Information from Love Your Data Week.
Message of the Day
Data quality is the degree to which data meets the purposes and requirements of its use. Depending on the uses, good quality data may refer to complete, accurate, credible, consistent or “good enough” data.
Things to consider
What is data quality and how can we distinguish between good and bad data? How are the issues of data quality being addressed in various disciplines?
- Most straightforward definition of data quality is that data quality is the quality of content (values) in one’s dataset. For example, if a dataset contains names and addresses of customers, all names and addresses have to be recorded (data is complete), they have to correspond to the actual names and addresses (data is accurate), and all records are up-to-date (data is current).
- Most common characteristics of data quality include completeness, validity, consistency, timeliness and accuracy. Additionally, data has to be useful (fit for purpose) and documented and reproducible / verifiable.
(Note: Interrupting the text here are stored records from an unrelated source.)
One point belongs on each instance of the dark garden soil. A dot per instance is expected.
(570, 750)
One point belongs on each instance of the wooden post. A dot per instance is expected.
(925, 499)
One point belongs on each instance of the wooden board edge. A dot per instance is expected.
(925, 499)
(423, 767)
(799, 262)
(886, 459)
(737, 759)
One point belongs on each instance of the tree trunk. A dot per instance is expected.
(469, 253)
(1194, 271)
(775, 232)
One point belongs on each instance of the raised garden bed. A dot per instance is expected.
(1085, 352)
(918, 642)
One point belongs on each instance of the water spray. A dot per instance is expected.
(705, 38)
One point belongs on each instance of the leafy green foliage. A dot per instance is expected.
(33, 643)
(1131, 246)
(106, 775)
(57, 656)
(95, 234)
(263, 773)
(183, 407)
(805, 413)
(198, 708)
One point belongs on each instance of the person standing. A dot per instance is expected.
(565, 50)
- At least four activities impact the quality of data: modeling the world (deciding what to collect and how), collecting or generating data, storage/access, and formating / transformation
- Assessing data quality requires disciplinary knowledge and is time-consuming
- Data quality issues: how to measure, how to track lineage of data (provenance), when data is “good enough”, what happens when data is mixed and triangulated (esp. high quality and low quality data), crowdsourcing for quality
- Data quality is responsibility of both data providers and data curators: data providers ensure the quality of their individual datasets, while curators help the community with consistency, coverage and metadata.
“Care and Quality are internal and external aspects of the same thing. A person who sees Quality and feels it as he works is a person who cares. A person who cares about what he sees and does is a person who’s bound to have some characteristic of quality.”
― Robert M. Pirsig, Zen and the Art of Motorcycle Maintenance: An Inquiry Into Values
Stories
- Bad Data Costs the U.S. $3 Trillion Per Year https://hbr.org/2016/09/bad-data-costs-the-u-s-3-trillion-per-year
- Data Quality and Curation http://datascience.codata.org/articles/abstract/10.2481/dsj.GRDI-011/
- Good data are not enough http://www.nature.com/news/good-data-are-not-enough-1.20906
Resources
- Bad data issues guide https://github.com/Quartz/bad-data-guide
- Examples of how not to prepare or provide data http://okfnlabs.org/bad-data/
- Data quality assessment (provides a table of various quality dimensions and their definitions): Pipino, L. L., Lee, Y. W., & Wang, R. Y. (2002). Data quality assessment. Communications of the ACM, 45(4), 211. http://doi.org/10.1145/505248.506010
- Procedures for improved quality and reliablity of documentation in water sample data http://www.go-ship.org/Manual/Swift_DataEval.pdf
- How Do We Define Clinical Trial Data Quality if No Guidelines Exist? http://www.appliedclinicaltrialsonline.com/how-do-we-define-clinical-trial-data-quality-if-no-guidelines-exist
- CDISC (Clinical Data Interchange Standards Consortium) Standards: https://www.cdisc.org/standards
Activities
- Show your most recent dataset (or part of it) to your colleague and ask their opinion of its quality (exchanging datasets with a colleague makes this activity more fun).
- Use criteria for good data (e.g., completeness, accuracy, fitness for use, documentation) to assess where your data stands.
- Discuss your approaches to data collection and measures you took / could take to ensure integrity and completeness of your data.
- Discuss steps to address missing or incomplete data in the context of your research. Does it matter? How much missing data affects validity, reliability or trustworthiness of your conclusions?
- Check out the Calling Bullshit Syllabus (e.g., Food Stamp Fraud or the Musician Mortality Case Study) What can we learn about data quality from these stories?